Olhar-se no espelho da África e se olhar também no reflexo daqueles que cuidaram do mundo por milênios. E saber que a urgência por uma soberania alimentar, pela produção própria de alimentos, já está impactando as cidades e terminará por nos submeter a uma escravidão não imaginada se não unirmos bairros urbanos e comunidades camponesas, se não abrirmos um espaço nas cidades para nossa própria criatividade e para nosso próprio anseio de não depender daqueles que nos envenenam com comida a preços que ninguém pode pagar.

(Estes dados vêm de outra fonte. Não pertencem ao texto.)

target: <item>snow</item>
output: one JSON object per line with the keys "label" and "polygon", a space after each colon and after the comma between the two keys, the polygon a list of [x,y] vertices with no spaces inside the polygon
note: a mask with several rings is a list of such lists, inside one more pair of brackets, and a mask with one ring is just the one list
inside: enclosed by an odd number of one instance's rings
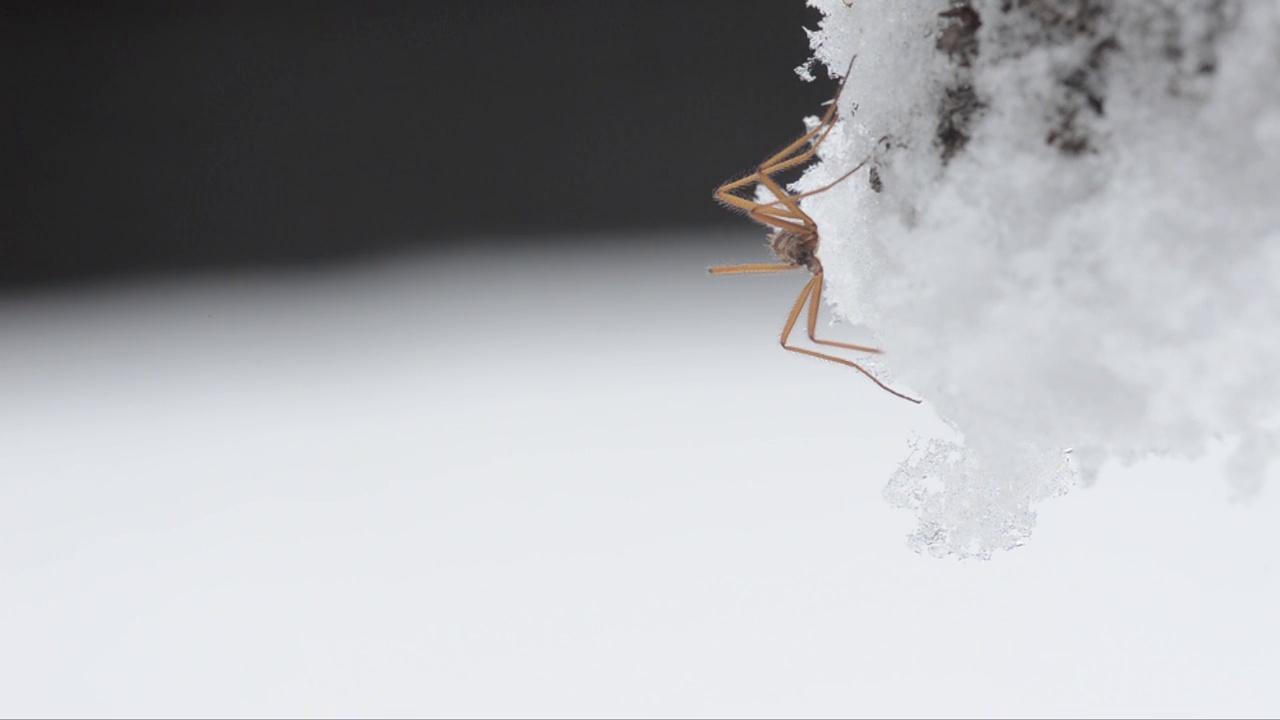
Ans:
{"label": "snow", "polygon": [[795,188],[869,155],[880,184],[805,200],[827,299],[949,426],[887,491],[913,545],[990,557],[1105,463],[1215,443],[1224,499],[1255,497],[1280,473],[1280,5],[811,4],[816,61],[857,58]]}
{"label": "snow", "polygon": [[0,713],[1274,716],[1280,496],[1109,463],[912,553],[945,426],[706,275],[762,239],[8,298]]}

Nesta vez, a imagem usada na capa nos leva a um campo agrícola na África. A foto diz tudo: os que nele trabalham têm que se cobrir e se proteger o máximo possível disso que aplicam supostamente para cuidar do cultivo que já cresce, único, no meio de uma extrema “limpeza”, uma espécie de “limpeza étnica agrícola”. E se protegem porque seu trabalho é tóxico, é nocivo, como o são também os chamados “programas de intensificação de cultivos” que o governo de Ruanda aplica em cumprimento da Aliança por uma Revolução Verde na África. Estes programas definem que sementes plantar, excluem ao extremo qualquer consórcio de cultivos e determinam quais podem ser plantados e onde, e fazem um uso intensivo de fertilizantes e agrotóxicos, venenos puros, tudo com o fim de aumentar drasticamente a produtividade, ainda que, no processo, perca-se a enorme variedade agrícola em prol de algumas variedades legalizadas. E ainda que, em longo prazo, isso traga consequências irreversíveis na diversidade biológica e na riqueza dos solos para produzir alimentos sadios e nutritivos.

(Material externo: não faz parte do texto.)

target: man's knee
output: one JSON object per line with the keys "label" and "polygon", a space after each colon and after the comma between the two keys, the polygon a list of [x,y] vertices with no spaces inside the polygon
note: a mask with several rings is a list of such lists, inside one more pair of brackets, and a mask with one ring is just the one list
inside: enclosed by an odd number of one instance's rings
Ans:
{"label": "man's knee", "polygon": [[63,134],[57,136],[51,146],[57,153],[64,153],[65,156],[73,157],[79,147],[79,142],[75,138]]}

Tais programas (como já sabem os camponeses na Ásia e na América Latina, onde a Revolução Verde foi aplicada desde os anos 1960) devastam as relações sociais, a própria comunidade, menosprezam o cuidado ancestral da vida e os saberes que o tornaram possível, desgastam em grau máximo a força e a diversidade das sementes nativas, e submetem a controles centralizados, alheios e ignorantes, os métodos de trabalho minucioso que sempre existiram e que agora são considerados “inúteis, ilegais, irrelevantes” ou inclusive “estúpidos”, “atos não autorizados”, fiscalizados por autoridades racistas que privilegiam as disposições de empresas, governos e “especialistas”.

Como se fosse pouco, as comunidades da África (como também na Ásia e agora na América Latina) também sofrem invasões, expropriações e expulsão de suas terras e territórios, em nome de uma grilagem legal de terras transnacional, corporativa, ou de fundo especulativo, que tem nos governos da região sistemas jurídicos “permissivos” que criminalizam e reprimem a inevitável resistência. Deve ficar claro que a mencionada Revolução Verde recebe o “apoio entusiástico” de fundações tão renomadas como a Rockefeller e a Bill e Melinda Gates, e que a grilagem legal de terras é respaldada pelo próprio Banco Mundial, claro, com alguns “princípios de investimento responsável” que procuram minimizar as possíveis “reações negativas” que tal apropriação agrária provoca.

A África, vista também como butim pelas mineradoras mesmo à custa de milhões de mortos, transformou-se num espelho onde devemos nos olhar para entender de antemão o que vem pela frente e assim nos prevenir contra os extrativistas, o sistema agroalimentar industrial mundial, os investidores e especuladores que grilam legalmente terras pelo Planeta, e os seus promotores em governos, fundações, setores acadêmicos e organismos internacionais.

E têm a ver com tudo. Às crises combinadas que o mundo sofre, devemos associar os numerosos esquemas de negócio dos quais a grilagem legal de terras é um dos mais decisivos, porque procura arrancar das comunidades locais, indígenas, camponesas, e inclusive das comunidades urbanas (que muitas, antes, foram camponesas), o controle de seus âmbitos comuns e de seus territórios, que são chaves para resistir aos outros ataques e para construir uma autonomia e uma soberania alimentar urgentes.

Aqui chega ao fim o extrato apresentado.